The most encouraging thing about Dempsey's game was that in the wake of Fulham's injuries, he's taken the onus upon himself to become the Cottagers' alpha dog offensively. Would this make him the first American in England to become his team's primary offensive weapon? Would you have to go back to South African-born Roy Wegerle in the late 1980s?

Hope Bob Bradley can find a way to apply this to the USMNT the next couple weeks and years.

Dutch dominator -- If anyone gave Dempsey a run for his money in terms of "high incident" play this weekend, it's Tottenham's Rafael van der Vaart, who's shaping up as the bargain of the decade.

Two goals from the Dutchman brought Spurs back from a 1-0 halftime deficit from Aston Villa, which continues to ride the Emile Heskey train.

Van der Vaart is certainly making up for lost time, during his two forgettable seasons with Real Madrid. He might be 27, but he's got a lot less miles on his tread than others his age, due to his inactivity at the Bernabeau.

Not that Spurs were on the level of Inter Milan or Bayern Munich, but the Italians and German rode Real Madrid Dutch castoffs Wesley Sneijder and Arjen Robben to the Champions League final (plus Serie A/Bundesliga titles.)

In short, Spurs needed a true alpha dog if they wanted to fight wars in the Champions League and Prem. Van der Vaart has assumed that mantle almost as soon as he set foot in White Hart Lane.

And hey, on the plus side, he hasn't broken anyone's leg yet.

Spurs fans should hold their breath, though. As we know these tricky Dutch Masters have brittle bones.

Liverpool ... what more can you say?: Disasters on the field. Disasters in the boardroom. Brewing discontent in the stands about ready to boil over.

As Ron Burgundy would say, "This is grim. Reeaal grim."

A loss at Anfield to Blackpool (which I didn't see it)?

Three points would have solved a lot. Now fans -- still hung up on Rafa -- want to run Roy Hodgson out on a rail, right alongside Hicks and Gillett.

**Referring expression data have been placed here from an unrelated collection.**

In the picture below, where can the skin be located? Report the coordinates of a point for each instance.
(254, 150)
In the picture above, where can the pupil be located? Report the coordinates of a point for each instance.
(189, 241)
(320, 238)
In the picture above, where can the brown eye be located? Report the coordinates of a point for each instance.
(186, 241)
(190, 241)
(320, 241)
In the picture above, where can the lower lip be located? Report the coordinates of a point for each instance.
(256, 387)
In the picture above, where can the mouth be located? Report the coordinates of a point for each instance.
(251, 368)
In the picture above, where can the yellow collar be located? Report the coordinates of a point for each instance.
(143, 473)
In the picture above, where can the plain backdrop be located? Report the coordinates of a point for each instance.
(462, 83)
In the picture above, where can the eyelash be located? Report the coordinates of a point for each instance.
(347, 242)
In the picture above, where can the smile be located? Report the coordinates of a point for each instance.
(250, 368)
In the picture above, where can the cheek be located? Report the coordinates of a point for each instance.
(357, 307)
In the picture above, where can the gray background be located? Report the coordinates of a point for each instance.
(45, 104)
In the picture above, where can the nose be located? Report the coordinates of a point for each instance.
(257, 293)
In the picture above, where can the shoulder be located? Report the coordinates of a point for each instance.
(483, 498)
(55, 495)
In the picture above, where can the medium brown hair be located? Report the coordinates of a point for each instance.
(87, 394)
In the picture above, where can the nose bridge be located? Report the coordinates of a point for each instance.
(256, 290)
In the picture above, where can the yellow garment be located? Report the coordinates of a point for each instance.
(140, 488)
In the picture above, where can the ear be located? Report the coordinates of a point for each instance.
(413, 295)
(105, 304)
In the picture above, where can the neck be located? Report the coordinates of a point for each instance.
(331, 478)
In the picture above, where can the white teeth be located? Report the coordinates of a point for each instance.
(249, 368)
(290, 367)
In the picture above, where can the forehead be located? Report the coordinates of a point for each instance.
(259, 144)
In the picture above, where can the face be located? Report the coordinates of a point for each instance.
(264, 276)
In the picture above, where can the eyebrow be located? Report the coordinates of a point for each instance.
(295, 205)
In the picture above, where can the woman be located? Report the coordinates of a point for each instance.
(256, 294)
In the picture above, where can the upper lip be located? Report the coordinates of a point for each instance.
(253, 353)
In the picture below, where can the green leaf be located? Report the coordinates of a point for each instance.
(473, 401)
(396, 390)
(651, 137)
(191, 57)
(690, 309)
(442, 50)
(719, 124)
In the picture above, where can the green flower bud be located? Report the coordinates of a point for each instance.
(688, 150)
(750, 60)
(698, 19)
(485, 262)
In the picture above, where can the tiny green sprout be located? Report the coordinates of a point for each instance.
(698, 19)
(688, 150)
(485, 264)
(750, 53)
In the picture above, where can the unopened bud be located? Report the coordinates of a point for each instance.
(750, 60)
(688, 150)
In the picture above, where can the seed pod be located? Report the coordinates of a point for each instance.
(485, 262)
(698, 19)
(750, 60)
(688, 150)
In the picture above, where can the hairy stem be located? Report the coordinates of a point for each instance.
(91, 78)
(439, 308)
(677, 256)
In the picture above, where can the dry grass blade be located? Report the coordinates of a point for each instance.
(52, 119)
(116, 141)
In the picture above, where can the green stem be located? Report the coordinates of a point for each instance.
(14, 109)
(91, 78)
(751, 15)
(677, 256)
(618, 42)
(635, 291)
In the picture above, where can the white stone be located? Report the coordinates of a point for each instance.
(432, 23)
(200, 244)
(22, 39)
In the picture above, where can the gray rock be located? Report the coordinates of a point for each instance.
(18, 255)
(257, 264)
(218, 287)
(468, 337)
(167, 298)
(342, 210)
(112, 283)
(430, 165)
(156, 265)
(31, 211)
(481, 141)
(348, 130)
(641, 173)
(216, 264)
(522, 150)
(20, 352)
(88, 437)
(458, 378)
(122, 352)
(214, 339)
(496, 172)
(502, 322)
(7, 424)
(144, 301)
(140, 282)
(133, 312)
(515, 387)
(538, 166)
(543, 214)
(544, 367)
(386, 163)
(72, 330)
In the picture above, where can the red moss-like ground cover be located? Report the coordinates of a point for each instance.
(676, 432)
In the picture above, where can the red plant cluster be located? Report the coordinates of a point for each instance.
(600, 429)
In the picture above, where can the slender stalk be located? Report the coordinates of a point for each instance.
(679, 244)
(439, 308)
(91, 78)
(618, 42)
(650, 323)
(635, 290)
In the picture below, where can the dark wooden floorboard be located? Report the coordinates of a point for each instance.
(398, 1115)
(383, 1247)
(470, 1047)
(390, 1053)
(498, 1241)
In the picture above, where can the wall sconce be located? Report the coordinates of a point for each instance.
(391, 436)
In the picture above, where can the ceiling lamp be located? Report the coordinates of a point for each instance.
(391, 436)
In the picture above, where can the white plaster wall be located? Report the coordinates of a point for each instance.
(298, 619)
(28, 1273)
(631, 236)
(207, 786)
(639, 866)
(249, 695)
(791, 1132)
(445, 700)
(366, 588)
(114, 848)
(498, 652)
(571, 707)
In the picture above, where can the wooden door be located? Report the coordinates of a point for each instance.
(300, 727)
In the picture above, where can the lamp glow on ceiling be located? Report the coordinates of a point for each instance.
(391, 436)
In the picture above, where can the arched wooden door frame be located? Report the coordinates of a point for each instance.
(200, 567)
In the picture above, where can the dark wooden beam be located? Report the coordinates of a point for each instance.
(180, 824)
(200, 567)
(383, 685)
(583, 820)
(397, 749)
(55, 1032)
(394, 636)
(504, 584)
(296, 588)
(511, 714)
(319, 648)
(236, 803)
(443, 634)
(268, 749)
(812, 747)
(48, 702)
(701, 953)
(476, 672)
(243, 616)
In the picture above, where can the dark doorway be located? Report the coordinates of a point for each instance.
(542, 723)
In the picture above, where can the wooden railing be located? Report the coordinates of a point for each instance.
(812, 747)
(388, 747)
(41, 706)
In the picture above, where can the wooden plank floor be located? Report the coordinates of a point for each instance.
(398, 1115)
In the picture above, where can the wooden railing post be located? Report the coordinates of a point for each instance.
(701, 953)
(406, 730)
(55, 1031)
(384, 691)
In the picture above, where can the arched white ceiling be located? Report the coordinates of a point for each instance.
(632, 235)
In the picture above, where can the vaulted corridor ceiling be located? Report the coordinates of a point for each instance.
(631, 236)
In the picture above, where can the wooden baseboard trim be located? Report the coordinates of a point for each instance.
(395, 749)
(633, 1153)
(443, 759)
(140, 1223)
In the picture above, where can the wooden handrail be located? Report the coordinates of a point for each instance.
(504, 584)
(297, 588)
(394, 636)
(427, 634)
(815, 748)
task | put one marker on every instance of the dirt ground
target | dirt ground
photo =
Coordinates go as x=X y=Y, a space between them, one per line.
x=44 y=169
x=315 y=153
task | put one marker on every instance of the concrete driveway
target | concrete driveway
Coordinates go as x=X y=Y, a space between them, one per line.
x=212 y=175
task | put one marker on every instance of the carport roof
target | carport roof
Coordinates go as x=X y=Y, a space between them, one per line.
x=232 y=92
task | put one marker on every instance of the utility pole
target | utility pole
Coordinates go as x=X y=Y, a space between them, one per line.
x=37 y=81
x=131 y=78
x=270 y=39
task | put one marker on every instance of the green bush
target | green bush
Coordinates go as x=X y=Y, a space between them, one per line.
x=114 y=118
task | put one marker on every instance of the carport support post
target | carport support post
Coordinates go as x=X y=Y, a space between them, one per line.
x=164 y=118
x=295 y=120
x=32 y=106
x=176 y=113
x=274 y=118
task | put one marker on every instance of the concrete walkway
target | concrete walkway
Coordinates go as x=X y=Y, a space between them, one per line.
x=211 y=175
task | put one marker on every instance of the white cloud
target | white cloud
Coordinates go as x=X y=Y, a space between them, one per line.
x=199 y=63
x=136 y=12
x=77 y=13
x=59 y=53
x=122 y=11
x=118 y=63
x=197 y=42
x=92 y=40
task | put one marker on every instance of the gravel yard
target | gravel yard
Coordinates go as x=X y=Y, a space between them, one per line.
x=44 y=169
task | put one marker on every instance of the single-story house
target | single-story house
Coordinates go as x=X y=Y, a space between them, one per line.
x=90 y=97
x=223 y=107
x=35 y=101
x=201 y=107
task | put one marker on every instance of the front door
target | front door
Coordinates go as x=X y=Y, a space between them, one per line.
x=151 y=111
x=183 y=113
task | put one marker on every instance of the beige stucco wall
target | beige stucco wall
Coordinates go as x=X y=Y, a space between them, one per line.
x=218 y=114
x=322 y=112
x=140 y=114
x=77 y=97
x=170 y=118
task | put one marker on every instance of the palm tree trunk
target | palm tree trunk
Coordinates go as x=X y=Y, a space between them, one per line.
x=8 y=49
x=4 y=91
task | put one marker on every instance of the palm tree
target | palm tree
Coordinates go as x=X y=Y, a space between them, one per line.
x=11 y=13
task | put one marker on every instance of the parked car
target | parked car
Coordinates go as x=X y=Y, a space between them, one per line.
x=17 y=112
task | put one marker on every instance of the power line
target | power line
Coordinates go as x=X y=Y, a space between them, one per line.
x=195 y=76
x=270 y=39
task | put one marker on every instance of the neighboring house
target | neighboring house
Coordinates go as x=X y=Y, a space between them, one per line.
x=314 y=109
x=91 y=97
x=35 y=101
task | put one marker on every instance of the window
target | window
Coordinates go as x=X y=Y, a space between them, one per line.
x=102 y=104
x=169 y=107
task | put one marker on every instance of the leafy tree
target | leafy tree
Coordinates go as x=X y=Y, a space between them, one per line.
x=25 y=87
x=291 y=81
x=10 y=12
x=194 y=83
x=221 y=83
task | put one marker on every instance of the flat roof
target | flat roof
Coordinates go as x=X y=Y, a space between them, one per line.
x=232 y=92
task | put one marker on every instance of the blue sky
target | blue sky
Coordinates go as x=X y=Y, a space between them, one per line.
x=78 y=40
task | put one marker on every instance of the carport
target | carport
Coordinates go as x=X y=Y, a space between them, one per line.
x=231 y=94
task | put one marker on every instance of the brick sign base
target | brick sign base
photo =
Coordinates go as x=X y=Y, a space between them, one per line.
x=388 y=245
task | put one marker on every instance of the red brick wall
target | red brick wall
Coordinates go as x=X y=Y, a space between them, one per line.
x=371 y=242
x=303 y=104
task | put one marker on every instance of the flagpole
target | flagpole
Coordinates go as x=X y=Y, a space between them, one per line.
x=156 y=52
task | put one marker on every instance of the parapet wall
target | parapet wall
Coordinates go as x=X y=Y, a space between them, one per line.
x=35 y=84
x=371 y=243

Just guessing, but the International break is only going to make this crisis worse, as the Reds sit on six point in 18th place. Everton vs. the Pool on Oct. 17 at Goodison Park will feel like Armageddon.

And it goes without saying, Ian Holloway for O.B.E. Three wins in seven matches already for Blackpool. Who knew?

Around the League:

Missed the Manchester City/Newcastle match. Most reports say City got a fortunate penalty call, but Roberto Mancini has his team in second place. ... Fulham now have six draws in seven matches. Effective. ... Eddie Johnson started and was active, though any time he forayed into the penalty area bad things happened. ... Stoke City were bottom dwellers two weeks ago, but are now up to seventh. Mathew Etherington might be the Prem's most underrated player. ... Everton won a game, beating Birmingham at St. Andrews, sending El Brum to their first loss at home in over a year. Everton even scored a goal itself, through Tim Cahill after a Roger Johnson own-goal had given the Toffees a lead.